The complexity of the gender-bending in Twelfth Night is almost as confusing as the movie INCEPTION
But we're about to break it down for you...
A young woman named Viola is washed on the shore of Illyria after a devastating shipwreck. She assumes that her twin brother Sebastian is dead and decides that the only way to find work is to disguise herself as a man named Cesario.
However, in Shakespeare's time, women were not allowed to act. As a result, women's roles were actually played by young men. Many people are confused with Viola's character because it is a boy playing a girl that is disguised as a boy.
I know it's confusing
Disguised as a man
Women during this time period were not allowed to act under the law - it was illegal. Female parts were played by boys because they hadn't hit puberty yet and tended to have a higher voice. Some boys also gargled lemon juice because it was said to make their voices more feminine. Older women roles were played by men, but they had to shave to conceal their real gender.
There are some productions today that actually involve gender-bending such as NBC's Peter Pan where the main character,Peter Pan is played by a woman named Allison Williams.
Now I Know What You're Thinking...
"Why Does It Have To Be This Confusing?"
The play, being written in the 17th century, distorts the ideas around the female gender we may hold today. The entire confusion of the plot is based off of the old belief that women could not hold a job in Duke Orsino's court. Because Viola couldn't have a job there, she had to create "Cesario." This idea seems completely dumb and sexist nowadays, but the 17th century was pretty dumb and sexist in regards to human rights.

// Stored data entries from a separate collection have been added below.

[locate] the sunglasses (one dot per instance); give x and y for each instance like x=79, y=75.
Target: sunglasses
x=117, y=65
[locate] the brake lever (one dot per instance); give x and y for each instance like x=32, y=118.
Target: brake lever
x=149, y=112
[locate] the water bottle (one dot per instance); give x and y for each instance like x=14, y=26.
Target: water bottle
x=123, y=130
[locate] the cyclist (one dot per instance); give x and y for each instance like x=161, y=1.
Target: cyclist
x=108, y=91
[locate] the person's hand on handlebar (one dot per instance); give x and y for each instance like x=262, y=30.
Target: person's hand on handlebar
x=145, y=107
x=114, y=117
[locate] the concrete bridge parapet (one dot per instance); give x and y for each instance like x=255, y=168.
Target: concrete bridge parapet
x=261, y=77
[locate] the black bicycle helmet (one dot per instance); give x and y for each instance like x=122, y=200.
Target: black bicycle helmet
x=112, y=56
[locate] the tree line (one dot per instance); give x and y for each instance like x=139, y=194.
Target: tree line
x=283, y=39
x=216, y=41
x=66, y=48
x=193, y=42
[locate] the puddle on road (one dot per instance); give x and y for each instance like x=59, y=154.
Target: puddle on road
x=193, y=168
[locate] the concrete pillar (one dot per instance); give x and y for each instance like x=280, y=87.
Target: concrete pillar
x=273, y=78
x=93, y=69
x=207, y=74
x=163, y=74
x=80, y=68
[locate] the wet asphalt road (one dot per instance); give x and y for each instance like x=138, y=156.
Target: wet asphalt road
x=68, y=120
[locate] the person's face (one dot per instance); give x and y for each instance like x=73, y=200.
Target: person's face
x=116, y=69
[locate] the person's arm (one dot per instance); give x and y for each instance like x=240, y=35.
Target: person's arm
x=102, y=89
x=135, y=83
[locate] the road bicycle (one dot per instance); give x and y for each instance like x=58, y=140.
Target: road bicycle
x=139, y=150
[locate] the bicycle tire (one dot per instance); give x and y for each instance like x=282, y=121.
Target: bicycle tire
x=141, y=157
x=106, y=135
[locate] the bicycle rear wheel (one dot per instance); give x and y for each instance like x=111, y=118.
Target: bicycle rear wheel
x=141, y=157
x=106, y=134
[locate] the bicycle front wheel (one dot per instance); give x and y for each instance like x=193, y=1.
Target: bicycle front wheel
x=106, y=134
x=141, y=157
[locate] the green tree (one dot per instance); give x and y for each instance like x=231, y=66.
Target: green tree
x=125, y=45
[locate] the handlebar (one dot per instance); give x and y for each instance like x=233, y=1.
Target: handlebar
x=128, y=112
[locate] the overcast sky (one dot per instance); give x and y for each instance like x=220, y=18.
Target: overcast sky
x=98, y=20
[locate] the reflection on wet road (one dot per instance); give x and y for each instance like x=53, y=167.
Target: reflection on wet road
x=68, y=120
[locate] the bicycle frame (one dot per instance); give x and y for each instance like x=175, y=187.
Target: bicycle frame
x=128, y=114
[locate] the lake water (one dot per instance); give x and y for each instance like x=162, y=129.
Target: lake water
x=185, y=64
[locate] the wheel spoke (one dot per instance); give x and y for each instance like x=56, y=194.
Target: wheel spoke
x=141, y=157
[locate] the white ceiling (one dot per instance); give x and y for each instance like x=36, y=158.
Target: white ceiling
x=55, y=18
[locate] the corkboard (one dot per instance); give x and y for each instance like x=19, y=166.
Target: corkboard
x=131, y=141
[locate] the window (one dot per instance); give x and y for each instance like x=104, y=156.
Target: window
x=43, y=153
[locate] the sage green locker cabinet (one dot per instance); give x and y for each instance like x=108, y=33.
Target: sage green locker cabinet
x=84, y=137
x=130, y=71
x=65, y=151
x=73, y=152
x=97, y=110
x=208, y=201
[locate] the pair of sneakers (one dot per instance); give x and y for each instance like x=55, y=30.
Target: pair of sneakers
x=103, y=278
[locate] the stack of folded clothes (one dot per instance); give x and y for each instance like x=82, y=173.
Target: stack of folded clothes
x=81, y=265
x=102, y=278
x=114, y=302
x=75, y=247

Seeing as men dominated the society in which Viola lived in, she had to become a man in order to get what she wanted. Women were treated very differently and had different societal expectations from men, because men were supposedly better than women in the 17th century.
Women would rarely hold important jobs in society because men would not allow it. They believed women were meant to be housewives and mothers. This old gender role helps add to the insanity and humor of the plot because the audience was aware that a woman was steeping outside the norm, making her actions more risky and humorous.
With all of that context in mind, Viola's actions and the gender-bending that took place became necessary. It's really confusing, but it was necessary. And apparently, it made for a great play in the 17th century since it is still around today.